Enlivant will increase the size of its portfolio by 40% when it finalizes the acquisitions of 48 senior living communities from multiple unidentified sellers, the company announced Thursday. The total dollar amount of the deals was not disclosed.
The purchases represent 3,084 independent living, assisted living and memory care units across 14 states — Arizona, Delaware, Florida, Georgia, Kansas, Illinois, Indiana, North Carolina, Ohio, Oklahoma, Pennsylvania, Tennessee, Virginia and West Virginia, the company said. Sixteen of the deals recently closed, and the remaining 32 are expected to close over the next several months. Enlivant then will operate approximately 230 senior living communities with a total of 11,000 apartment units across 27 states.
The new locations were chosen after an analysis of properties located in geographic markets of interest to Enlivant, Jack R. Callison Jr., Enlivant CEO, told McKnight's Senior Living in an interview at the National Investment Center for Seniors Housing & Care fall conference.
“Some of them are a little bit larger than our standard prototype, and many of them have both assisted living and memory care,” he said, adding, “A strategic goal of ours is to increase our exposure to memory care.” Callison said the issue is a passion for him because he had loved ones with Alzheimer's disease, and he also believes that memory care is an underserved segment and one that enables assisted living residents to age in place in the same senior living community.
The company does not have a growth target, Callison said. “Our goal is to become not the largest operator in the country but become the most trusted, and we want to do that at a thoughtful pace,” he said.
Enlivant recently conducted a pilot program at five communities in Georgia in which the company converted some assisted living units to memory care units. Results are promising — over six months on an entire-building basis, occupancy increased 26%, net operating income increased 135%, and customer and employee satisfaction is “off the charts,” Enlivant Chief Operating Officer Daniel Guill said in a session at the NIC meeting.
“We're now looking at our existing portfolio, outside of acquisitions, and looking at where we can we continue to thoughtfully increase or convert existing inventory from assisted living to memory care,” Callison said.

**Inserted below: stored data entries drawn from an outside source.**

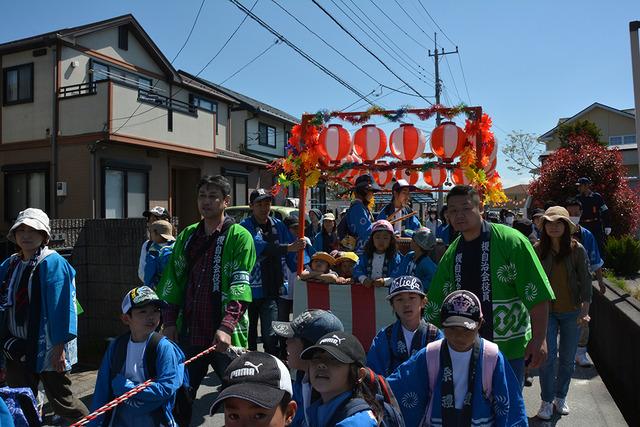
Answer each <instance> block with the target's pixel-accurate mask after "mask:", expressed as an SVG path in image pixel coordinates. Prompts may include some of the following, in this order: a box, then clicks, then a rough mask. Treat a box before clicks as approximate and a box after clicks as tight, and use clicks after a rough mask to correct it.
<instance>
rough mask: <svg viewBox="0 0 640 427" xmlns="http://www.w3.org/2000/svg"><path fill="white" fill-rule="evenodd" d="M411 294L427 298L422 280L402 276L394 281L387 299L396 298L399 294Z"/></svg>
mask: <svg viewBox="0 0 640 427" xmlns="http://www.w3.org/2000/svg"><path fill="white" fill-rule="evenodd" d="M406 292H411V293H414V294H420V295H422V296H426V294H425V293H424V291H423V290H422V280H420V279H418V278H417V277H415V276H400V277H396V278H395V279H393V282H391V286H389V295H388V296H387V299H388V300H390V299H391V298H393V297H395V296H396V295H398V294H402V293H406Z"/></svg>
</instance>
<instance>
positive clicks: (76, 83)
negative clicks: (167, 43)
mask: <svg viewBox="0 0 640 427" xmlns="http://www.w3.org/2000/svg"><path fill="white" fill-rule="evenodd" d="M0 68H1V69H2V74H1V78H2V80H1V83H0V99H1V100H2V105H1V108H0V171H1V172H2V179H0V200H2V205H3V211H2V212H0V215H1V216H0V232H2V230H7V228H8V227H9V225H10V222H11V221H12V220H13V219H14V218H15V217H16V215H17V213H18V212H19V211H20V210H22V209H24V208H25V207H27V206H32V207H40V208H43V209H44V210H46V211H47V212H49V213H50V215H51V216H52V217H58V218H126V217H136V216H141V213H142V212H143V211H144V210H145V209H147V208H148V207H149V206H153V205H161V206H166V207H168V208H169V209H170V211H171V213H172V214H173V215H175V216H178V217H179V220H180V223H181V224H183V225H184V224H189V223H191V222H193V221H196V220H197V219H198V218H199V214H198V212H197V208H196V203H195V186H196V183H197V181H198V179H199V177H200V176H201V175H203V174H217V173H222V174H224V175H225V176H227V177H228V178H230V180H231V181H232V198H233V201H232V203H233V204H244V203H246V202H247V196H248V193H249V190H250V189H252V188H256V187H260V186H269V185H271V184H272V179H273V178H272V176H271V174H270V173H269V172H268V171H267V170H266V169H265V168H266V165H267V163H268V160H269V158H268V156H267V157H266V158H265V157H259V156H257V155H248V153H249V151H248V149H247V145H246V143H245V146H244V147H245V149H244V150H242V149H240V147H239V143H236V142H234V140H235V138H234V132H237V131H234V130H232V128H233V126H232V123H234V119H233V117H232V116H233V114H234V113H235V112H236V111H237V110H236V109H237V108H239V107H241V106H242V105H243V103H242V101H241V100H239V98H238V97H237V96H230V95H229V94H228V93H227V92H226V91H225V92H223V91H220V90H218V89H216V88H215V87H213V86H212V85H210V84H203V83H202V81H200V80H198V79H196V78H194V77H193V76H190V75H187V74H186V73H179V72H178V71H177V70H175V69H174V67H173V66H172V64H171V62H170V61H169V60H168V59H167V58H166V57H165V56H164V54H163V53H162V52H161V51H160V49H159V48H158V47H157V46H156V45H155V43H154V42H153V40H151V38H150V37H149V35H148V34H147V33H146V32H145V31H144V29H143V28H142V27H141V26H140V24H139V23H138V22H137V21H136V19H135V18H134V17H133V16H132V15H124V16H120V17H116V18H112V19H108V20H105V21H101V22H96V23H92V24H88V25H83V26H79V27H74V28H68V29H63V30H58V31H53V32H50V33H46V34H41V35H38V36H34V37H29V38H26V39H22V40H16V41H12V42H8V43H4V44H0ZM287 116H288V115H287ZM290 118H291V117H290V116H288V117H287V120H289V119H290ZM235 122H236V123H237V122H240V128H241V129H242V121H241V120H239V119H238V120H235ZM263 122H264V123H265V124H267V125H268V126H269V127H267V128H266V129H265V130H264V132H265V134H266V137H265V138H266V140H265V141H266V142H265V143H266V144H267V147H269V148H271V145H273V144H274V140H273V138H274V137H273V136H272V134H273V133H274V132H275V138H276V142H275V145H276V149H277V148H278V147H280V149H281V150H282V147H283V144H284V142H283V141H284V132H286V131H287V128H286V127H285V126H279V127H275V126H274V123H273V122H272V121H269V120H267V119H266V118H265V119H264V120H263ZM261 123H262V122H261ZM287 123H289V121H287ZM234 124H235V123H234ZM244 126H245V127H249V129H250V130H248V131H247V134H248V135H251V136H255V135H254V133H253V132H256V130H254V127H253V124H252V121H251V120H249V121H246V122H245V124H244ZM256 126H257V132H261V129H263V128H260V127H259V126H260V125H256ZM273 129H276V130H275V131H273ZM278 132H280V140H281V142H280V144H281V145H280V146H278V142H277V138H278ZM246 140H247V139H246V138H244V139H242V141H246ZM252 141H259V139H256V138H254V139H252ZM258 145H260V144H259V143H258ZM255 151H256V152H258V151H260V150H259V149H256V150H255ZM280 153H282V151H280ZM278 155H281V154H278Z"/></svg>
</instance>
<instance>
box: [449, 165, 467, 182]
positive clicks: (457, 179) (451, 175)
mask: <svg viewBox="0 0 640 427" xmlns="http://www.w3.org/2000/svg"><path fill="white" fill-rule="evenodd" d="M451 179H452V180H453V183H454V184H456V185H469V182H470V181H469V178H467V176H466V175H465V174H464V170H463V169H461V168H455V169H454V170H453V172H451Z"/></svg>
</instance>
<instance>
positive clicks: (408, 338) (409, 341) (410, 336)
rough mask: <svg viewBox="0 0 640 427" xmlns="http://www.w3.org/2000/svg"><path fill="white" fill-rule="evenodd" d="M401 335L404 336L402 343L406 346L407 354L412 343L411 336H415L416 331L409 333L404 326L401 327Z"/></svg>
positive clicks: (407, 330)
mask: <svg viewBox="0 0 640 427" xmlns="http://www.w3.org/2000/svg"><path fill="white" fill-rule="evenodd" d="M416 330H417V329H416ZM402 334H403V335H404V342H405V344H407V353H410V352H411V342H412V341H413V336H414V335H415V334H416V331H410V330H408V329H407V328H405V327H404V326H403V327H402Z"/></svg>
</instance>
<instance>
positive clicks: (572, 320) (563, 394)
mask: <svg viewBox="0 0 640 427" xmlns="http://www.w3.org/2000/svg"><path fill="white" fill-rule="evenodd" d="M578 314H579V310H576V311H571V312H569V313H553V312H552V313H549V324H548V326H547V348H548V357H547V360H546V362H544V364H543V365H542V366H541V367H540V397H542V400H543V401H545V402H551V401H553V398H554V397H559V398H561V399H564V398H565V397H567V392H568V391H569V383H570V382H571V376H572V375H573V371H574V370H575V357H576V350H577V348H578V337H579V331H578V324H577V320H578ZM558 334H560V346H559V348H558ZM556 358H558V359H559V360H558V362H559V363H558V373H557V374H556V369H555V362H556Z"/></svg>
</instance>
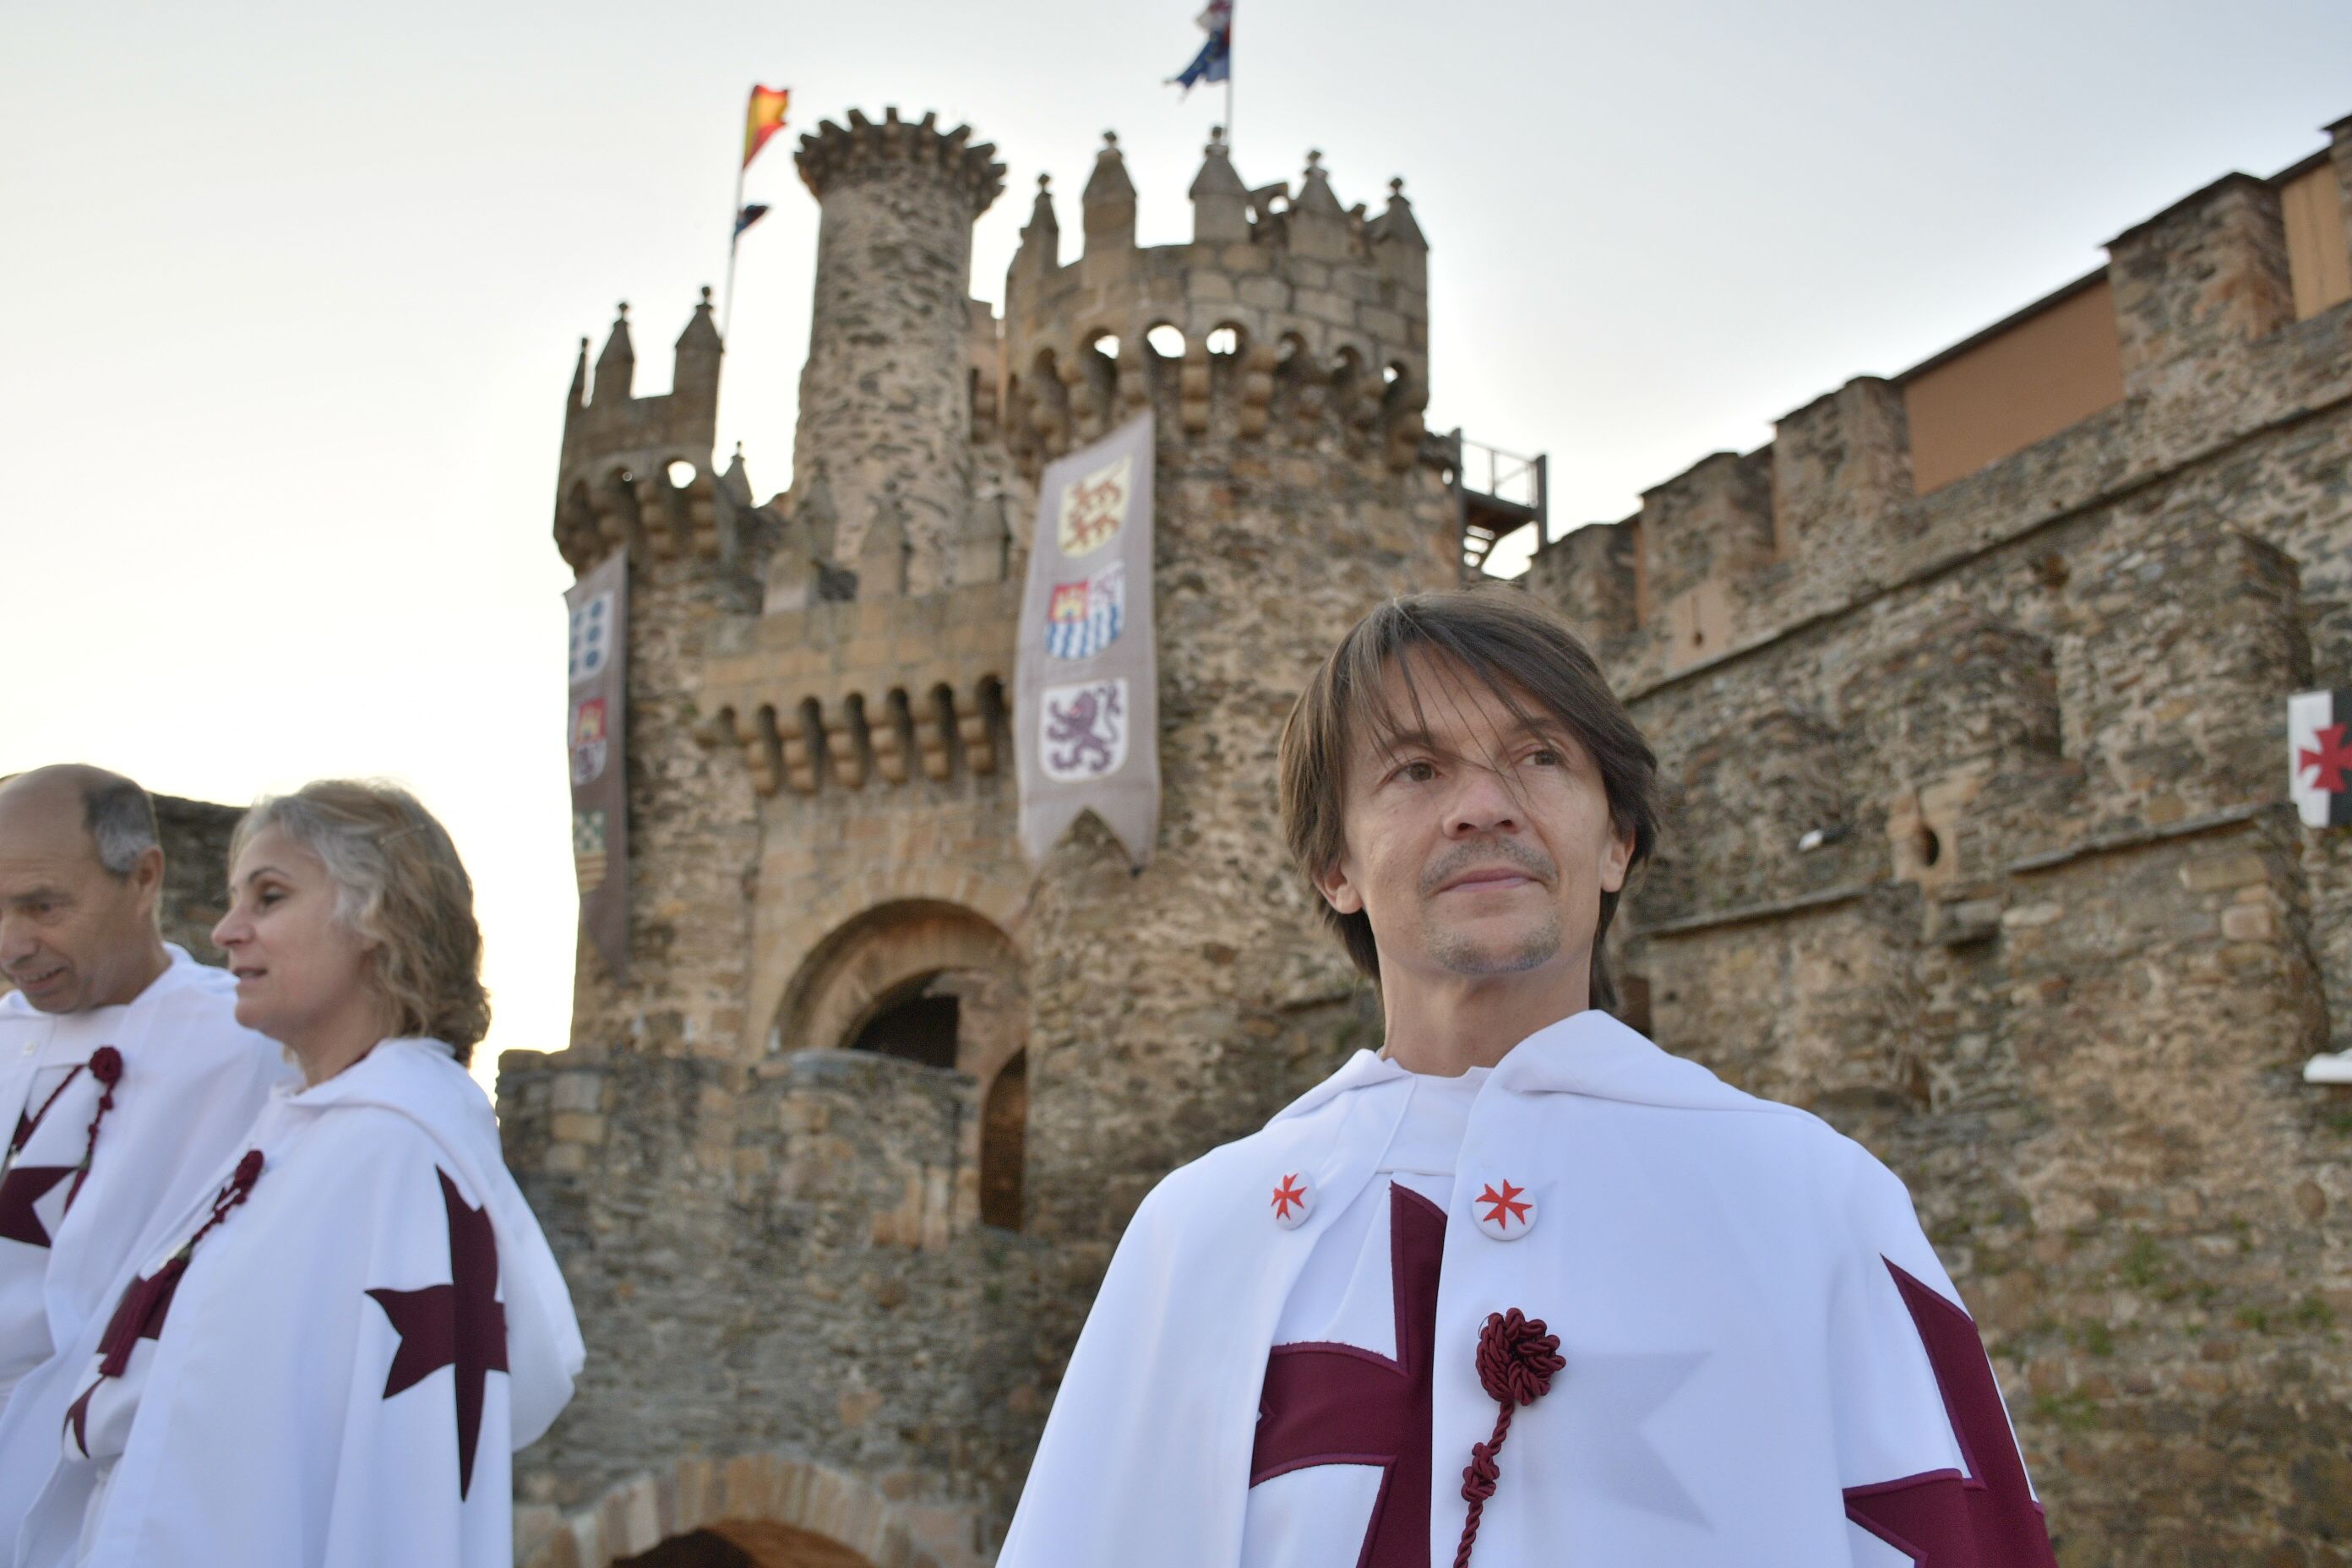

In the meantime, he and Guill are visiting each of the new communities three or four weeks before acquisition closing to conduct “town hall” meetings with employees, residents and families. The gatherings are a chance to allay concerns, share the company culture, obtain feedback and suggestions for improvements, and handle transition matters such as new-hire paperwork, Callison said.
Enlivant is buying the properties with global investment firm TPG, which acquired Enlivant in 2013, and TPG Real Estate, its real estate platform. “It takes not only having the right team but also having the right capital partner that shares the same vision in terms of all of this growth, so they're a very, very important partner in all that we're doing, and it's a very harmonious partnership that we're excited to be growing further,” Callison said.